O coração é um músculo inquieto. Nem mesmo a fome, o frio e as tensões políticas que assolam o vilarejo de Schabbach, na Prússia da metade do século XIX, impedem o coração do jovem Jakob Simon (Jan Schneider) de bater. Pelo contrário. Ao perceber o horizonte sombrio das famílias da região, muitas delas forçadas a emigrarem, deixando para trás um rastro afetivo impossível de compensar na distância, o filho de um ferreiro com uma analfabeta é o símbolo puro da pulsão de um povo.

A Outra Pátria é um trabalho estupendo do diretor Edgar Reitz. Exibido fora de competição no Festival de Veneza de 2013, vencedor do German Film Award em 2014, o longa de quatro horas é a adaptação para o cinema da série Heimat, levada  pelo diretor à televisão desde 1984. Com força cinematográfica poucas vezes vista e atuação destacada de Schneider, o filme recorta parte da História alemã para contar a trajetória do jovem protagonista rumo ao Novo Mundo, em especial ao Brasil e ao Rio Grande do Sul.

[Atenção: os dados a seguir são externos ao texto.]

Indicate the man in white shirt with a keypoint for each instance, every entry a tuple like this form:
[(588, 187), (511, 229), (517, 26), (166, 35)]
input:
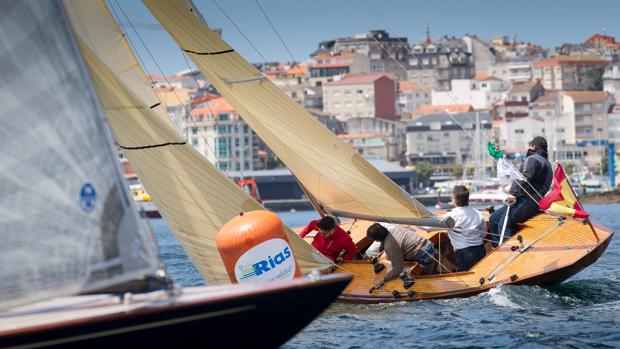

Jakob é a revolução social possível somente pelo sangue germânico. Sem rastros de violência e com uma insubordinação recatada, o garoto é a nova mentalidade de um país que se transforma à força. Desamparados pelo Imperador surdo às necessidades da população e oprimidos pela corrosiva carga de impostos, os alemães passam a dizer não para um modelo político vigente completamente injusto e desigual. Como alternativa – por vezes soando próximo ao resgate divino ansiado pela disciplinada fé protestante –, chegam à região notícias de um mundo em que o “inverno inexiste” e a abundância de terras só não é maior do que a necessidade dos governantes do lugar em receber estrangeiros.

Desinteressado por dar continuidade no trabalho paterno – o que significaria dar continuidade à precariedade da vida e resignar-se ao destino ingrato que se afigura – o jovem entrega o tempo livre à paixão pela leitura. Os livros, caminho para as ideias de mudança que tomam conta da Europa, servem como as trombetas dos anjos a anunciar o paraíso na terra – o Novo Mundo. A literatura encontra no peito de Jakob apenas a concorrência de uma jovem. Mas amá-la é tarefa mais árdua do que vencer as páginas.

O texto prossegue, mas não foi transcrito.